Ingmer Lab: Microbial interactions of zoonotic pathogens

Yang J, Bowring JZ, Krusche J, Lehmann E, Bejder BS, Silva SF, Bojer MS, Grunert T, Peschel A, Ingmer H. Cross-species communication via agr controls phage susceptibility in Staphylococcus aureus. Cell Rep. 2023 Sep 26;42(9):113154. doi: 10.1016/j.celrep.2023.113154. Epub 2023 Sep 19. PMID: 37725513.

Fait A, Andersson DI, Ingmer H. Evolutionary history of Staphylococcus aureus influences antibiotic resistance evolution.
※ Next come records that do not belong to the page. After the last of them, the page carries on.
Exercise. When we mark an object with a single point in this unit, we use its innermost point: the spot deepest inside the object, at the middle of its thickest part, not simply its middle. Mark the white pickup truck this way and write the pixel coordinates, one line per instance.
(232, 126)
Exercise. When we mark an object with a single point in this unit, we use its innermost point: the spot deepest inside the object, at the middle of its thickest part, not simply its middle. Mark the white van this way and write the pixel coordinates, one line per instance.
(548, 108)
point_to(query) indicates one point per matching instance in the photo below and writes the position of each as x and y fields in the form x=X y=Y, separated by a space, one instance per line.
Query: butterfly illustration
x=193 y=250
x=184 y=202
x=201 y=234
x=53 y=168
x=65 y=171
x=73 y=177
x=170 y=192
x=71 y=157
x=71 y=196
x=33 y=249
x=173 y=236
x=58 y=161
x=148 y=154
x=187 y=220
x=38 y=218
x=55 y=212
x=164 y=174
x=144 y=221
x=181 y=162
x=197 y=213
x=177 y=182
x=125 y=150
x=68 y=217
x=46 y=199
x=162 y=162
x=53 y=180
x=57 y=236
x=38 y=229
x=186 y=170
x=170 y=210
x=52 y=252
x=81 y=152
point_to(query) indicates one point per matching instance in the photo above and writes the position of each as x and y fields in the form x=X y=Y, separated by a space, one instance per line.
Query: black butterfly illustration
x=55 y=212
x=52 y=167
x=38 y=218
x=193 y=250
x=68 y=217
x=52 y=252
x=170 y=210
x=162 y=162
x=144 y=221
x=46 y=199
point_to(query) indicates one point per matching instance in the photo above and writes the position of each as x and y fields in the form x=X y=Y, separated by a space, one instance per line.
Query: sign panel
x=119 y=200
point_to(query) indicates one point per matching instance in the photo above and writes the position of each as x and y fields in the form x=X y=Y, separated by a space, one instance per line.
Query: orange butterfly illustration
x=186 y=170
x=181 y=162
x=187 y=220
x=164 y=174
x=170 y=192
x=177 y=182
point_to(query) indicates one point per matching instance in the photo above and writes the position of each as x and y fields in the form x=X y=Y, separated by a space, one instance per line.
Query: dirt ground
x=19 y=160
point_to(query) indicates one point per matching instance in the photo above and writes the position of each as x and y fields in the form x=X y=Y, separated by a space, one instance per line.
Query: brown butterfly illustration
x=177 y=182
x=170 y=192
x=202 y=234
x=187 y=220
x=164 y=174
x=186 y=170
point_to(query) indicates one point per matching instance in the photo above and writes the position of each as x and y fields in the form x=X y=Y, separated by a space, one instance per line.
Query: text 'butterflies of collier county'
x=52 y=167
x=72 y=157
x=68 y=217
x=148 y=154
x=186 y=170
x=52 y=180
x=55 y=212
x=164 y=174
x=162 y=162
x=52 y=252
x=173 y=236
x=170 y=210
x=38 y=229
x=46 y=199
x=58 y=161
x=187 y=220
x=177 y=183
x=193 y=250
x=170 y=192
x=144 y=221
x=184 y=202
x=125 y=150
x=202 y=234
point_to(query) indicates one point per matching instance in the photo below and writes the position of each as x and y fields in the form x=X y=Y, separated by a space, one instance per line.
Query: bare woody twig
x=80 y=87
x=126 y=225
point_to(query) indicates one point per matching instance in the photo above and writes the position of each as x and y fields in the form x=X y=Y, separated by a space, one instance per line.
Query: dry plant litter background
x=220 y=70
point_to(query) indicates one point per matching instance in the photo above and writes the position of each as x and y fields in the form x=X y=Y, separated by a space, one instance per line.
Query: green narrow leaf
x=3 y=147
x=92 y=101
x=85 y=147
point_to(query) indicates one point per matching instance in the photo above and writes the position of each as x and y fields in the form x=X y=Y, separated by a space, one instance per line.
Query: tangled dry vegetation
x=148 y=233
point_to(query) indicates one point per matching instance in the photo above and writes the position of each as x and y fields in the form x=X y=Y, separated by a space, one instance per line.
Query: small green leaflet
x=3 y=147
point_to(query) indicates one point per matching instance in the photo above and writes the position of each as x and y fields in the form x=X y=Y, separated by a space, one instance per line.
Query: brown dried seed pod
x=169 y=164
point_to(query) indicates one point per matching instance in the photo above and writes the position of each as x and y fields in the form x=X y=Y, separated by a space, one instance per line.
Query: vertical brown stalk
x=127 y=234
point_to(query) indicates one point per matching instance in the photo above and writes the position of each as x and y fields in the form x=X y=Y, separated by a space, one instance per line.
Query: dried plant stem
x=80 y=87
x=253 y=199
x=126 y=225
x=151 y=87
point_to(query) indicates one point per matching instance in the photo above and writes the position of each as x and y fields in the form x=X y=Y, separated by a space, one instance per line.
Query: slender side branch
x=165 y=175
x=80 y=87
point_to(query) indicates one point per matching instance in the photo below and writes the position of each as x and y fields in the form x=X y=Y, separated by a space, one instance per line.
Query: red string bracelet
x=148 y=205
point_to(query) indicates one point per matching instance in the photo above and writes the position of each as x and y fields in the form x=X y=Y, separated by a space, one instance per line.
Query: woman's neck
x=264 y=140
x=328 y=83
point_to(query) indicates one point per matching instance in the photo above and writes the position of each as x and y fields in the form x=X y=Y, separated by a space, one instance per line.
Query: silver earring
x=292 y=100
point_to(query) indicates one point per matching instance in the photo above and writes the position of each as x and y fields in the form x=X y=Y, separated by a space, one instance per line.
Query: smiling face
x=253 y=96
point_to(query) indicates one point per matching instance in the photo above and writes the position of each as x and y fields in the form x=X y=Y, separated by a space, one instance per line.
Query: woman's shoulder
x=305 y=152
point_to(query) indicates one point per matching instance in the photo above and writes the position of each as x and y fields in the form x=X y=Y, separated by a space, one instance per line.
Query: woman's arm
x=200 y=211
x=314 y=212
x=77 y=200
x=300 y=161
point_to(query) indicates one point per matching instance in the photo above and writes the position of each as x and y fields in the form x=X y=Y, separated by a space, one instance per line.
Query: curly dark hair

Curr Biol. 2023 Aug 21;33(16):3389-3397.e5. doi: 10.1016/j.cub.2023.06.082. Epub 2023 Jul 25. PMID: 37494936.

Fait A, Seif Y, Mikkelsen K, Poudel S, Wells JM, Palsson BO, Ingmer H. Adaptive laboratory evolution and independent component analysis disentangle complex vancomycin adaptation trajectories. Proc Natl Acad Sci U S A. 2022 Jul 26;119(30):e2118262119. doi: 10.1073/pnas.2118262119. Epub 2022 Jul 19. PMID: 35858453; PMCID: PMC9335240.

Bowring JZ, Su Y, Alsaadi A, Svenningsen SL, Parkhill J, Ingmer H. Screening for Highly Transduced Genes in Staphylococcus aureus Revealed Both Lateral and Specialized Transduction. Microbiol Spectr. 2022 Feb 23;10(1):e0242321. doi: 10.1128/spectrum.02423-21. Epub 2022 Feb 9. PMID: 35138167; PMCID: PMC8826898.

Transduction is the process by which bacterial genes are transferred between cells via bacterial viruses, the bacteriophages or phages. The transfer can either be specific or localized parts of the bacterial genome or it can be random parts of any bacterial gene. While most genes can be transferred, transfer of antibiotic resistance genes is particularly problematic. This can lead to spread of antibiotic resistance between bacterial strains and even species. Here we study the transfer by transduction in the human pathogen Staphylococcus aureus to understand the process and search for ways to limit transduction.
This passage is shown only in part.